Am 18. Mai veranstaltet das ITADA ein grenzüberschreitendes Forum zum Thema 'Optimale Verwertung von Gärresten' an der Außenstelle Forchheim des LTZ Augustenberg.
Am Vormittag wird das Thema in Vorträgen aus Wissenschaft und Praxis unter den agronomischen, ökonomischen und ökologischen Aspekten beleuchtet. Nachmittags sollen dann verschiedene Ausbringungsgeräte vorgestellt und z.T. auch vorgeführt werden, wenn es die Witterung erlaubt.

Programm und Anmeldung




Neue Interreg-Projekte im Bereich Agrarökologie  -  2017-03-30

Nach dem Start des INTERREG V Oberrhein-Projekts InvaProtect zur Bekämpfung invasiver Schaderreger im Obst- und Weinbau mit 29 Partnern unter Leitung des LTZ Augustenberg im Januar 2016 folgten nun ein Jahr später mit VITIFUTUR, dem Nachfolgeprojekt von BACCHUS unter Leitung des WBI Freiburg und ELENA, einem Projekt zur Stärkung der Milch- und Fleischerzeugung am Oberrhein der elsässischen Landwirtschaftskammer mit dem LKV-BW zwei weitere landwirtschaftliche Projekte. Den Bereich der Agrarökologie abdecken sollen zwei Projekte in Trägerschaft von Arvalis (Innov.AR) bzw. dem RP Freiburg (AgroForm): Während das erstere mit Start im Februar 2017 die Depot-Stickstoffdüngung und die biologische Bekämpfung von Drahtwurm, Maiswurzelbohrer und Ährenkrankheiten des Weizens voranbringen soll, ist das Anliegen von AgroForm die grenzüberschreitende Vernetzung von Betriebsleitern und Beratern sowie Bildungseinrichtungen mit dem Ziel, die besten agrarökologischen Lösungen möglichst schnell in der Praxis zu verbreiten.

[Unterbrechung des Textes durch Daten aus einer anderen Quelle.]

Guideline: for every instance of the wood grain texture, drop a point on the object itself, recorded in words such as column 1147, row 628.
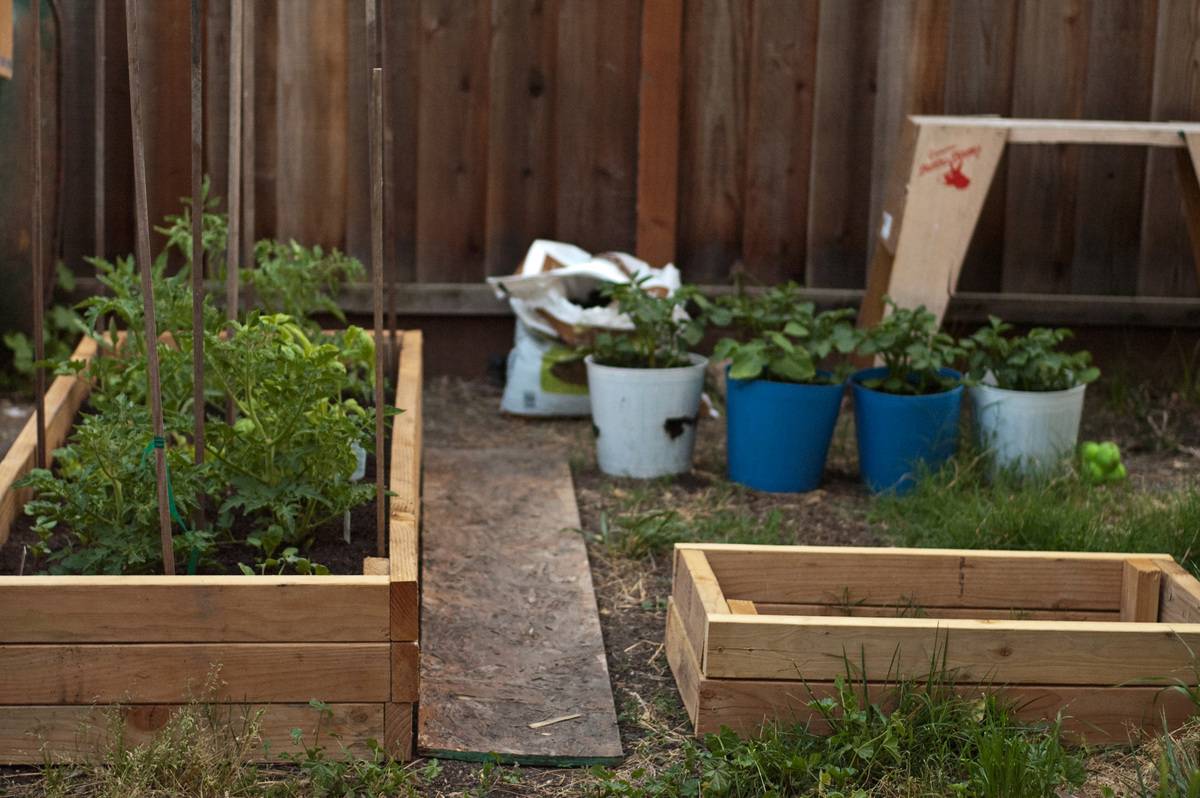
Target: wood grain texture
column 1167, row 261
column 63, row 401
column 1039, row 209
column 927, row 577
column 712, row 184
column 658, row 131
column 69, row 733
column 192, row 609
column 510, row 633
column 179, row 672
column 1117, row 85
column 595, row 121
column 844, row 107
column 521, row 130
column 1001, row 652
column 979, row 81
column 311, row 162
column 451, row 165
column 779, row 138
column 1093, row 714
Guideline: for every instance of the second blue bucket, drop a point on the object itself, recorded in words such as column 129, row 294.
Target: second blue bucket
column 777, row 435
column 900, row 435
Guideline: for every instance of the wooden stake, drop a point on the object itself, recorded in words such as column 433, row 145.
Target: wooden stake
column 233, row 245
column 197, row 244
column 247, row 133
column 376, row 142
column 99, row 70
column 36, row 253
column 142, row 216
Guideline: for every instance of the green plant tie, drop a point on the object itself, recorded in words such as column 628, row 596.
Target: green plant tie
column 159, row 442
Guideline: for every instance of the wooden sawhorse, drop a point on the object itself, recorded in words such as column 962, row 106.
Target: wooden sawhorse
column 941, row 179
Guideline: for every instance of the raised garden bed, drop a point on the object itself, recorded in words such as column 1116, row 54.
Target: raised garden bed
column 71, row 645
column 757, row 633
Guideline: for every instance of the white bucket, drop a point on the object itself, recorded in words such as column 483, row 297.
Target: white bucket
column 645, row 419
column 1027, row 430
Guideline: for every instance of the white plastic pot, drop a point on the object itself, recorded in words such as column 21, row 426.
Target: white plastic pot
column 1027, row 430
column 645, row 419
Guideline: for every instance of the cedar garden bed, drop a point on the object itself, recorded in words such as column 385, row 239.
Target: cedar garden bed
column 70, row 645
column 757, row 633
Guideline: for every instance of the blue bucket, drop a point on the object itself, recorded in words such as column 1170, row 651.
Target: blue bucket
column 898, row 435
column 777, row 435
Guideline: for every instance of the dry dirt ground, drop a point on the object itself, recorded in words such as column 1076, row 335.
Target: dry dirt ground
column 1159, row 437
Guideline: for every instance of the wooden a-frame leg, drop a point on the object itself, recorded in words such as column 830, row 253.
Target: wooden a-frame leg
column 1187, row 161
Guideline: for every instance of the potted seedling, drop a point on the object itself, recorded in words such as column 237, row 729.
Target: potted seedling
column 906, row 412
column 781, row 406
column 1027, row 394
column 646, row 384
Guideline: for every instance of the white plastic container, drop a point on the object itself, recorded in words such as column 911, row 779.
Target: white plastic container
column 1027, row 430
column 645, row 419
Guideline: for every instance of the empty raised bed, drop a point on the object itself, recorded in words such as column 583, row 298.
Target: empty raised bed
column 71, row 645
column 757, row 633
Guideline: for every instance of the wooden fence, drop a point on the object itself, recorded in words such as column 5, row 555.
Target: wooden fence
column 766, row 126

Projekt InvaProtect - für einen besseren Schutz von Obst- und Weinbau gegen invasive Schaderreger  -  2016-12-09

Das Auftreten neuer Schaderreger beunruhigt den Obst- und Weinbau. Im Jahr 2014 gab es z.T. beträchtliche Schäden durch Drosophila suzukii im Steinobst, Beerenobst und Weinbau von der Nordschweiz bis in die Pfalz.
Als Reaktion darauf haben sich insgesamt 29 landwirtschaftliche Forschungsinstitute und Beratungseinrichtungen des Obst- und Weinbaus im Oberrheingebiet unter Leitung des LTZ Augustenberg zusammen- geschlossen, um mit vereinten Kräften möglichst schnell nachhaltige Bekämpfungsstrategien gegen Drosophila zu entwickeln und die Gefahren durch andere bedrohliche Erreger abzuklären.
Das Projekt InvaProtect läuft über 3 Jahre (2016-2018) und verfügt über ein Gesamtbudget von 4 Mio. €; davon sind 2 Mio. € Kofinanzierung durch den EU-Fonds für regionale Entwicklung (EFRE) über das Programm INTERREG V für die grenzüberschreitende Zusammenarbeit am Oberrhein.
Nähere Informationen:

Projekt InvaProtect




ITADA-Forum Ernterückstände zur Biogasgewinnung  -  2016-11-03

Die Erzeugung von Biogas mit landwirtschaftlichen Nebenprodukten, ohne in Konkurrenz mit Marktfrüchten oder mit der Milcherzeugung zu treten, ist eine reizvolle Alternative für die regionale Wertschöpfung mit erneuerbaren Energien.
Das grenzüberschreitende ITADA-Forum vom 25. Oktober 2016 hat fast hundert Teilnehmer im Haus der Natur am alten Kanal nach Hirtzfelden ins Elsass gelockt.
Dabei konnten verschiedene Fragen, die sich die Landwirte stellen, besonders zu den tatsächlichen Möglichkeiten, deren Wirtschaftlichkeit und landbaulichen Nachhaltigkeit erörtert werden. Die Biogasanlagen der Badenova mit Einspeisung ins Erdgasnetz im Gewerbepark Breisgau auf der anderen Seite des Rheins besichtigt.
Die Präsentationen der Tagung sind über die unten stehenden Links verfügbar.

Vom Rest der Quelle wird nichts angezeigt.